On a fully parabolic singular chemotaxis-(growth) system with indirect signal production or consumption

Abstract

This paper deals with a fully parabolic singular chemotaxis-(growth) system with indirect signal production or consumption

$$\begin{aligned} \left\{ \begin{aligned}&u_t=\Delta u-\chi \nabla \cdot \left( \frac{u}{v}\nabla v\right) +f(u),&(x,t)\in \Omega \times (0,\infty ), \\&v_t=\Delta v+h(v,w),&(x,t)\in \Omega \times (0,\infty ), \\&w_t=\Delta w- w+u,&(x,t)\in \Omega \times (0,\infty ), \end{aligned} \right. \end{aligned}$$

under homogeneous Neumann boundary conditions in a smooth convex bounded domain \(\Omega \subset {\mathbb {R}}^{2}\), where \(\chi >0\).

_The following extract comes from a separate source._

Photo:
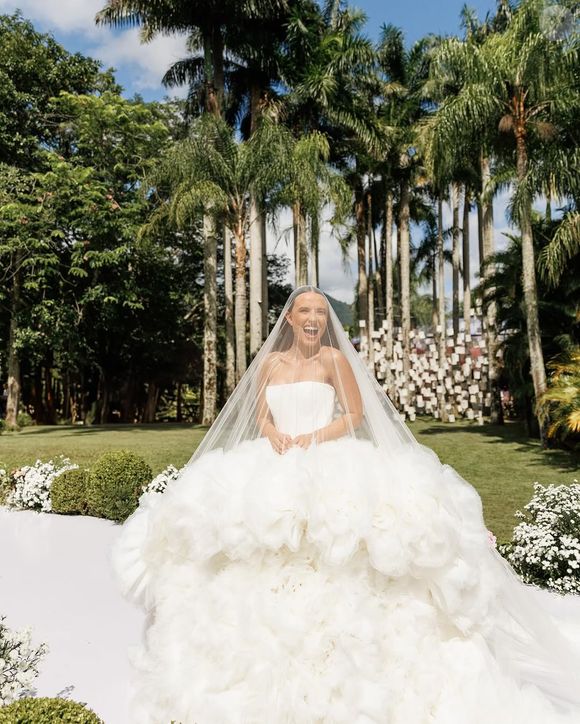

When \(f(u)=0\), \(h(v,w)=-v+w\), we prove that the solution (u, v, w) of this model is globally uniformly bounded in time and exponentially converges to the steady state \((\overline{u_{0}},\overline{u_{0}},\overline{u_{0}})\) in the norm of \(L^{\infty }(\Omega )\) provided that \(\chi <\chi _{0}\) with \(\chi _{0}>0\), where \(\overline{u_{0}}:=\frac{1}{|\Omega |}\int _{\Omega }u_{0}(x)\mathrm{d}x\). Moreover, in the case of \(f(u)=ru-\mu u^{2}\), \(h(v,w)=-v+w\), where \(r\in {\mathbb {R}}\), and \(\mu >0\), we obtain the global existence of solutions for this system. Furthermore, under the conditions of \(f(u)=ru-\mu u^{2}\), \(h(v,w)=-vw\) and \(\mu >0\), \(r>0\), the solution (u, v, w) is also global in time.